A previous letter last week criticized the U.S. Postal Service for “poor performance by our local post office … repeatedly experienced for months.” Unfortunately, this situation is not local but is systemic throughout our country, as other citizens will attest. To understand why this happened, we need to look at the facts, or as Paul Harvey used to say, “Here’s the rest of the story.”

The employer of the U.S. Postal Service is the federal government controlled by Congress, (the House and Senate). For the past several years, Congress has repeatedly reduced the number of postal employees, cut their hours, pay, benefits and pension while demanding the same type of good performance we used to have. Postmasters are faced with an impossible task, which only Congress can fix. Some want the postal service run by a private business, but guess what would happen to postal rates?

Most postal employees are hard working and doing their best to get the job done the best way they can with less help and fewer hours. So let’s give our postal employees a break if things are not always done as they used to be. Instead, put pressure on Congress to fix it.

As the previous letter writer said, “Maybe we’ll finally catch a break and get back to the reliable delivery we experienced in the last century.”

Don Clark


The Editor:

We gamble with liability by delaying a new jail.

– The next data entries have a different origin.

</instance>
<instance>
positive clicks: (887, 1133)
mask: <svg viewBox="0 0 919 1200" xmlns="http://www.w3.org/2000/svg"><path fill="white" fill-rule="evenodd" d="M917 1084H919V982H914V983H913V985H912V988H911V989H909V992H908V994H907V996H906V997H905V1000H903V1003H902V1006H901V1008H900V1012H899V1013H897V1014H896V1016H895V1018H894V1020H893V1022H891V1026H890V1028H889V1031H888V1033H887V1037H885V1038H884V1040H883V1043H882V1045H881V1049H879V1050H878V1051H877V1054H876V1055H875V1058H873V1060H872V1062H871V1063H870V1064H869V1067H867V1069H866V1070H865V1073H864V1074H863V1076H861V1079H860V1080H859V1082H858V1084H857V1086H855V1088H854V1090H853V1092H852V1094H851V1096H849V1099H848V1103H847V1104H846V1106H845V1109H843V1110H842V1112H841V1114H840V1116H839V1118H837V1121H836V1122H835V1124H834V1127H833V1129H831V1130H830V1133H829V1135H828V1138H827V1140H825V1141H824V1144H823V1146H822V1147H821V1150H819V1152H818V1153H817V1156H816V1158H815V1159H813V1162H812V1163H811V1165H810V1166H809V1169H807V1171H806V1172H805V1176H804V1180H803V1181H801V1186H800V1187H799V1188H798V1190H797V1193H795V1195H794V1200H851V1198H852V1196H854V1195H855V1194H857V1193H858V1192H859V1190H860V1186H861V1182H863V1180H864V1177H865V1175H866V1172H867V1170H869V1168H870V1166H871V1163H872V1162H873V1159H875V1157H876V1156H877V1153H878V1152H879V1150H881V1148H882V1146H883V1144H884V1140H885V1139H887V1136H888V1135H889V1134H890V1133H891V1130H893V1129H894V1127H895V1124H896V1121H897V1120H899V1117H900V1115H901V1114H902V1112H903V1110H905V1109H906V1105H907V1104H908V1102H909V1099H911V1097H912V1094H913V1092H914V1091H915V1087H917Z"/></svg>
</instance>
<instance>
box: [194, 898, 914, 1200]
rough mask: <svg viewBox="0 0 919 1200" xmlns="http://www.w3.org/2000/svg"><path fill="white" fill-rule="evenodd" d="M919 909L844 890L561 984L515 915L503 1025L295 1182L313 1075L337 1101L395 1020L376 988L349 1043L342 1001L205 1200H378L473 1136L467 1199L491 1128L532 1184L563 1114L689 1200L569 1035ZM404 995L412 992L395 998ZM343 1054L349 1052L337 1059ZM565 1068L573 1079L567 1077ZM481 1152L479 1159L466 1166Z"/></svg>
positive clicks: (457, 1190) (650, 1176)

The existing jail must be replaced, as it is no longer safe for employees and inmates (the jail is about 31 years old. The Seattle Kingdome closed after only 22 years of use).

The county has a statutory responsibility to operate a jail. The current jail was built in 1984 with 148 beds. It now operates at twice the design capacity. As with anything that’s overused, it wears out quickly. The jail’s structural integrity is questionable; parts are difficult to obtain for critical operating systems; inmates break off pieces of the building; the spread of disease cannot be contained and water and raw sewage leak below into the sheriff’s office.

The existing jail cannot meet the current and future demands of the combined volume of municipal and county inmates. Population levels in the jail are impacted by a variety of factors: legislative mandates, mandatory arrests, changes to sentencing laws, community population increase, proximity to a foreign border and use by state and federal law enforcement.

The county council must approve and submit the sales tax ballot proposition to county voters. To delay such an action is placing county employees and inmates in a health and safety risk, which ultimately equates to financial liability for Whatcom County.

Pat Brown


The Editor:

I was disappointed to see that the Republicans had chosen to run Kathy Kershner for county council again. Kathy first got involved in local politics in the fervor of the Tea Party. She ran for county council with a big pink heart on her signs and she won by a very narrow margin.

In the first few months she showed her true colors when she voted to cut funding for food banks and for domestic violence services. She stood in the way of clean energy projects. She accepted funding from the coal project developers. She voted to appoint the commission that didn’t seem to understand why slaughterhouses should be regulated. And the voters let her know what they thought and replaced her at the first opportunity.

I’ll be waiting to hear whether she can show evidence of a change in her approach or ideas.